La sconfitta con Djokovic a Parigi-Bercy non va demonizzata: Musetti ha grandi qualità ma la crescita deve essere commisurata a obiettivi e possibilità reali, senza pretendere la vittoria sempre e a ogni costo
Ho letto interviste e resoconti seguiti alla sconfitta di Musetti a Parigi-Bercy. Dichiarazioni che rivelano senza dubbio grande amor proprio e forte aspirazione dell’italiano, ma che comunque risuonano un pò esagerate. Certo, il punteggio è severo, ma alla luce delle immagini perdere 6-4 6-4 in sostanza non avrebbe cambiato molto. Non dico di accettare il risultato allegramente, ma i parametri rispondono anche a una certa verità e Lorenzo Musetti non ha perso con Pizzicannella Giovanni, ma contro un Novak Djokovic che per natura, se gli dai un dito, si prende braccio e tutto il resto. Dico questo perché ciò che potrebbe essere sano rammarico rischia di sforare in un perfezionismo che crea forti aspettative e non prelude a nulla di buono.

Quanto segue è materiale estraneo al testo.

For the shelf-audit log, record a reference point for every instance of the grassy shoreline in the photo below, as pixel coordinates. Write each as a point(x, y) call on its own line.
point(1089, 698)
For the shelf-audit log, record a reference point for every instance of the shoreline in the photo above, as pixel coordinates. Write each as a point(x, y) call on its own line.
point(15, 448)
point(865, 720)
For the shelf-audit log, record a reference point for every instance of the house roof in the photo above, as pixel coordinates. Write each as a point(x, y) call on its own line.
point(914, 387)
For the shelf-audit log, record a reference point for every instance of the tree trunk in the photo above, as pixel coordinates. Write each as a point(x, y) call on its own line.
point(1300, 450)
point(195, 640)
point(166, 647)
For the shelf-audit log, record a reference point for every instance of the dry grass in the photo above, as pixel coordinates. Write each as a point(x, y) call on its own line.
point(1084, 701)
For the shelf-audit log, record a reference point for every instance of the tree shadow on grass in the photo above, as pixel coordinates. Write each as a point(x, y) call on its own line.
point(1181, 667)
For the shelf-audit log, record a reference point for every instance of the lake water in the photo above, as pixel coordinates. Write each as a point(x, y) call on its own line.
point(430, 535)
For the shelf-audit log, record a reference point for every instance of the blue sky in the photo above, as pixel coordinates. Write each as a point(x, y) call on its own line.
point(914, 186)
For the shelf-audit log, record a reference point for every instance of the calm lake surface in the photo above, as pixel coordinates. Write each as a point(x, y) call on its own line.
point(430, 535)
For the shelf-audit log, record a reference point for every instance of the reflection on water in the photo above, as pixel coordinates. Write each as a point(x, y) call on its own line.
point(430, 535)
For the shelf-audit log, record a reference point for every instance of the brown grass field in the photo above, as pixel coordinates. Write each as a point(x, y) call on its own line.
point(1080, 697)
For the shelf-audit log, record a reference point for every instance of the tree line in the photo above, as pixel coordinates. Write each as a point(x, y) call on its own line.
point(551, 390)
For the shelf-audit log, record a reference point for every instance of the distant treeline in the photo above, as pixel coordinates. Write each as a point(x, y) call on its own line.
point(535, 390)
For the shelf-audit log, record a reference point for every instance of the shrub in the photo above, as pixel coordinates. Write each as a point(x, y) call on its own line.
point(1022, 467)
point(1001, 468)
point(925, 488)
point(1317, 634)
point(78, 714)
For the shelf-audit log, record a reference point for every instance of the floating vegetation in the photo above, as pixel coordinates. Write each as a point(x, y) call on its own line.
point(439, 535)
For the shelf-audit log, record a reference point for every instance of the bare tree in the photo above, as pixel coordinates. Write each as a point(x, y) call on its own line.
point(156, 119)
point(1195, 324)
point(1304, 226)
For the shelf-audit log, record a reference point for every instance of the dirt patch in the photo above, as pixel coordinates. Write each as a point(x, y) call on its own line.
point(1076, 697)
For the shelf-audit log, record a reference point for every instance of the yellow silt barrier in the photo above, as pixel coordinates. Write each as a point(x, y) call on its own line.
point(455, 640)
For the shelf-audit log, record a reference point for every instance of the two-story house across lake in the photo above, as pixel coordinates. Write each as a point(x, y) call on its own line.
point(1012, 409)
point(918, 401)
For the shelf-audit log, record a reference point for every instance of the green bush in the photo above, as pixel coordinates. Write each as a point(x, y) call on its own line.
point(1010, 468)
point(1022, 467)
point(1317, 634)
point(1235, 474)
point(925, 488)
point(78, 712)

Le aspettative naturalmente vanno coltivate; ma anche adeguate alla circostanza e, se occorre, fatte slittare ad altra data.

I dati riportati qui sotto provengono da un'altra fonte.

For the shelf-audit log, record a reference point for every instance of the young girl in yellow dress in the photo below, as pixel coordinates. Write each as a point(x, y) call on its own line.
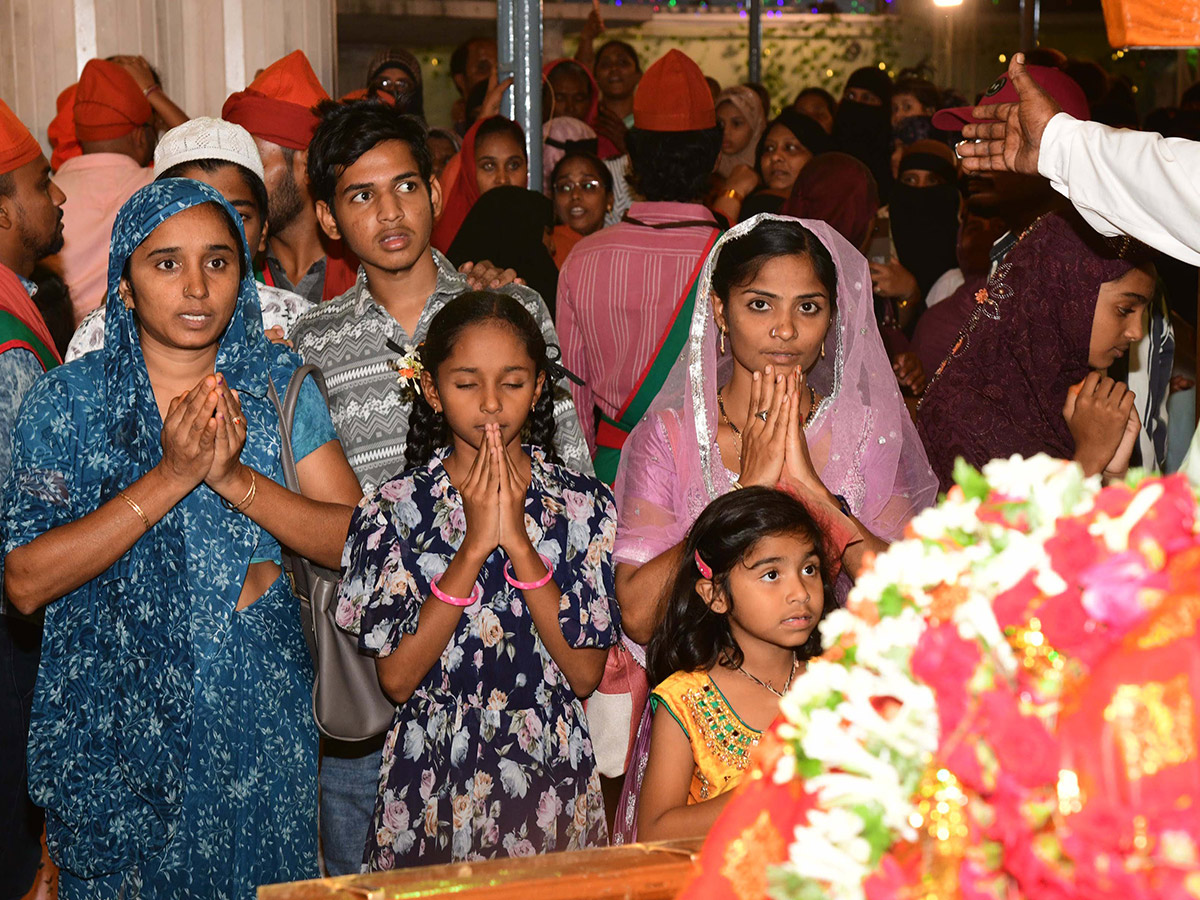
point(741, 622)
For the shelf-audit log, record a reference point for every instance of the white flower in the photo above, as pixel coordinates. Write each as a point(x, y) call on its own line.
point(831, 850)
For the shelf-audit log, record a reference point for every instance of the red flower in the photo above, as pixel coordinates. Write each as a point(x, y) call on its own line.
point(945, 661)
point(1013, 606)
point(1116, 591)
point(1072, 549)
point(1023, 745)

Il tennis rimane uno sport di situazione, comunque legato a episodi, e ricondurre ogni volta il confronto con Nole ai due set di vantaggio guadagnati al Roland Garros 2021 può essere fuorviante circa i valori in campo. Valori che ancora oggi volgono a favore del serbo, non tanto per una tecnica nuda e cruda, di cui il carrarese è uno spiccato esponente; quanto per il modo inimitabile di leggere i punti.
Fatta questa considerazione e per non rischiare di cadere in frustrazione, consiglierei al nostro portabandiera di affrontare la scalata al vertice come «Entità Separata», ossia centrato su se stesso e sulle aspirazioni che di volta in volta possono essere fissate in modo elastico, lontane da facili entusiasmi e da ansie da prestazione che appartengono più agli altri che non a lui stesso.